Publié par Blandine

Captif Covid-jour 6

         Nous sommes le samedi 21 mars 2020, c'est le quatrième jour de confinement. Comme chaque matin depuis le début de ce confinement, je me lève à 9h30. Dans ce moment compliqué que nous vivons, j'essaye de garder un rythme pour ne pas tomber dans une dépression qui est si vite arrivée en ce temps de « guerre ». Chaque jour, j'ai la même routine, après m'être levée et avoir déjeuné, je fais une séance de sport. Car, oui, je me suis remise au sport pour garder une hygiène de vie correcte. Par la suite, je fais mes devoirs. Cette après-midi, mes parents m'ont dit de venir jouer avec eux à un jeu de société dans le jardin. J'ai cette chance-là, d'avoir un jardin et de pouvoir sortir un peu dehors pour m'aérer l'esprit. Même si ce n’est pas grand-chose, ça fait quand même du bien à l'esprit et au corps de sortir pour ne pas rester entre quatre murs.

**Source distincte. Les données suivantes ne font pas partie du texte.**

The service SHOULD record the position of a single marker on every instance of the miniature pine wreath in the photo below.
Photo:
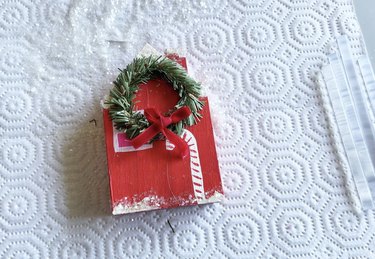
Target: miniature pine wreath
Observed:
(141, 70)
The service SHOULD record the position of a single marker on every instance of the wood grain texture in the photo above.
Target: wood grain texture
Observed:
(158, 172)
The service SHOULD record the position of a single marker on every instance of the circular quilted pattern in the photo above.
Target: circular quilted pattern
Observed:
(286, 190)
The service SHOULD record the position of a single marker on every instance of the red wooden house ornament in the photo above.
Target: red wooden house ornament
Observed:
(154, 176)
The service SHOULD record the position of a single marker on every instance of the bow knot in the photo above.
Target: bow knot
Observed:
(159, 124)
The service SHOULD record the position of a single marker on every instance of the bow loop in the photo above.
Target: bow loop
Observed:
(159, 123)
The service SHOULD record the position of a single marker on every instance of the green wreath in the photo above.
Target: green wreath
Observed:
(141, 70)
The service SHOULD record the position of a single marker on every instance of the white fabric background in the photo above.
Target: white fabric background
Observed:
(285, 186)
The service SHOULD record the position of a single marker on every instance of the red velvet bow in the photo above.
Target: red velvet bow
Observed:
(159, 123)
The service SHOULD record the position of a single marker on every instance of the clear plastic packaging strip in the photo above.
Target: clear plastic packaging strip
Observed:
(346, 137)
(358, 97)
(368, 79)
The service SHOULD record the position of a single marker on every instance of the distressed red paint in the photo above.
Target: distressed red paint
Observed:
(157, 172)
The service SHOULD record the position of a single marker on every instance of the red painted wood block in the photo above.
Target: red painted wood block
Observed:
(155, 176)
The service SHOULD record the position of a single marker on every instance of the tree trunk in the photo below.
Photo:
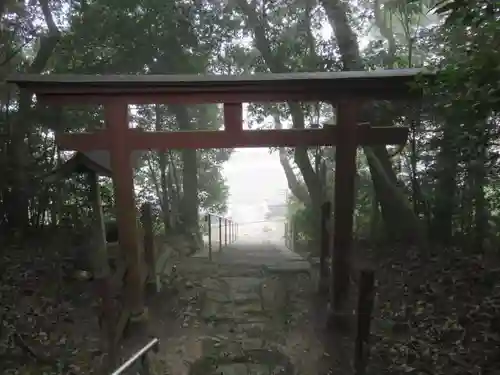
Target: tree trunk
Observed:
(162, 163)
(442, 222)
(399, 218)
(18, 211)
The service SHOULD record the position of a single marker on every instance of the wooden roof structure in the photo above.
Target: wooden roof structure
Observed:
(97, 161)
(185, 89)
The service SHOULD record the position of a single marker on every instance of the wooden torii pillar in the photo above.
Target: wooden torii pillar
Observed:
(346, 90)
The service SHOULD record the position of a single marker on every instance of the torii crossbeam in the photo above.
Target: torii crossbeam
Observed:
(347, 90)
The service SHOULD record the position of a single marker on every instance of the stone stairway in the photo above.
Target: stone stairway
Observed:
(249, 317)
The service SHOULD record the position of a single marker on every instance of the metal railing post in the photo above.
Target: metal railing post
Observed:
(220, 233)
(209, 223)
(141, 355)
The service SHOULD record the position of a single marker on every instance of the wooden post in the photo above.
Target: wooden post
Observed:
(345, 161)
(100, 267)
(365, 309)
(225, 232)
(293, 234)
(149, 245)
(220, 233)
(325, 241)
(116, 114)
(209, 223)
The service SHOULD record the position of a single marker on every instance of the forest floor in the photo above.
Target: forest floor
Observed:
(439, 315)
(436, 315)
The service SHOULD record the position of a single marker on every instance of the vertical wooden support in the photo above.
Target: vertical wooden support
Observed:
(325, 242)
(149, 245)
(100, 268)
(225, 232)
(220, 233)
(293, 234)
(345, 161)
(233, 117)
(364, 310)
(116, 114)
(209, 223)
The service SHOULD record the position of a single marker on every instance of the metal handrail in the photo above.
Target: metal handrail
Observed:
(140, 354)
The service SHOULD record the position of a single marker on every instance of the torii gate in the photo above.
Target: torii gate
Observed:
(347, 90)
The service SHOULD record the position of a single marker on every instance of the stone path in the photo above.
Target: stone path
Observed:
(249, 313)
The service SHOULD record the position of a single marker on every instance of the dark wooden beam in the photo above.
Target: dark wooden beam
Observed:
(152, 96)
(233, 118)
(140, 140)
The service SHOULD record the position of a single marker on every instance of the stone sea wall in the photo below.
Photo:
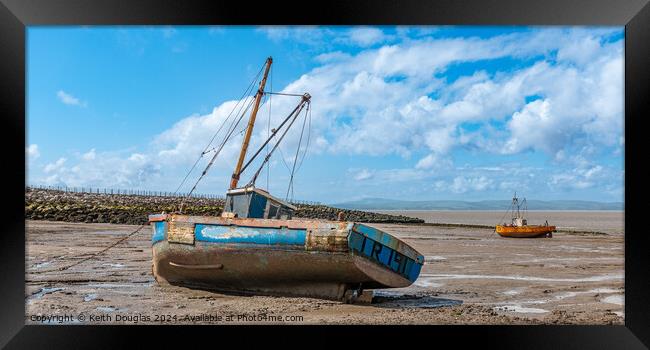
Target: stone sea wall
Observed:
(53, 205)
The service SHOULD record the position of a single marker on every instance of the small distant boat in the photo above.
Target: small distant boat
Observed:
(255, 246)
(518, 227)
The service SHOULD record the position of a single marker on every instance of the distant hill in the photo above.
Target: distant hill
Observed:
(392, 204)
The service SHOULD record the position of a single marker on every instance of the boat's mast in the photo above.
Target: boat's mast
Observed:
(251, 124)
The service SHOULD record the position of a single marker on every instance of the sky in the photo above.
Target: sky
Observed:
(411, 113)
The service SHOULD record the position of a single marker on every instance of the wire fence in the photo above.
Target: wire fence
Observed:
(123, 192)
(146, 193)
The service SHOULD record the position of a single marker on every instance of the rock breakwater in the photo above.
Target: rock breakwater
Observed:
(54, 205)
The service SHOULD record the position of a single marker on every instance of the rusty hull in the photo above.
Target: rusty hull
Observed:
(308, 258)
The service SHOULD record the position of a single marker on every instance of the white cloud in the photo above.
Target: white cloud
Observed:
(461, 184)
(90, 155)
(68, 99)
(399, 99)
(366, 36)
(363, 174)
(54, 166)
(32, 152)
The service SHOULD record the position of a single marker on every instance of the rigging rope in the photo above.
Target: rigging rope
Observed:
(268, 133)
(295, 159)
(297, 112)
(246, 93)
(223, 143)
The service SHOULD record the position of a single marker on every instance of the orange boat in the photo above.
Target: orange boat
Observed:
(519, 228)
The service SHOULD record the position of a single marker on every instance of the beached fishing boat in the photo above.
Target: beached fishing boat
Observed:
(518, 226)
(256, 246)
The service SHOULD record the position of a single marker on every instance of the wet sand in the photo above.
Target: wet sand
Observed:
(608, 221)
(471, 276)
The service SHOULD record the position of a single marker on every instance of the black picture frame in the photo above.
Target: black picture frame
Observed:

Je compatis avec toutes les personnes qui sont en appartement, qui n'ont pas de balcon, et qui malheureusement ne peuvent pas prendre un peu l'air, si ce n'est pour aller faire des courses !

        Cette après-midi il faisait beau, je me suis installée sur les sièges de la terrasse pour jouer aux jeux de société avec mes parents. Cela nous a fait du bien à tous, car pendant un temps nous avons presque oublié ce coronavirus et cette ambiance anxiogène. Malgré ce moment passé en famille, moi mon frère et mes parents avons conclu, quand nous étions dans le jardin, que même les voisins n'osent pas sortir dehors. Nous étions au calme quand, d'un coup, nous avons entendu un son mélodieux qui venait de la maison de nos voisins. Ils étaient en pleine séance de sport. Cette musique était douce et en même temps joyeuse. Elle résonnait dans notre jardin mais également dans notre cœur, comme un retour de gaieté pendant un temps bref. Lorsque cette gaieté fut terminée, la dure réalité nous a de nouveau frappés, et dans le silence nous nous sommes murés !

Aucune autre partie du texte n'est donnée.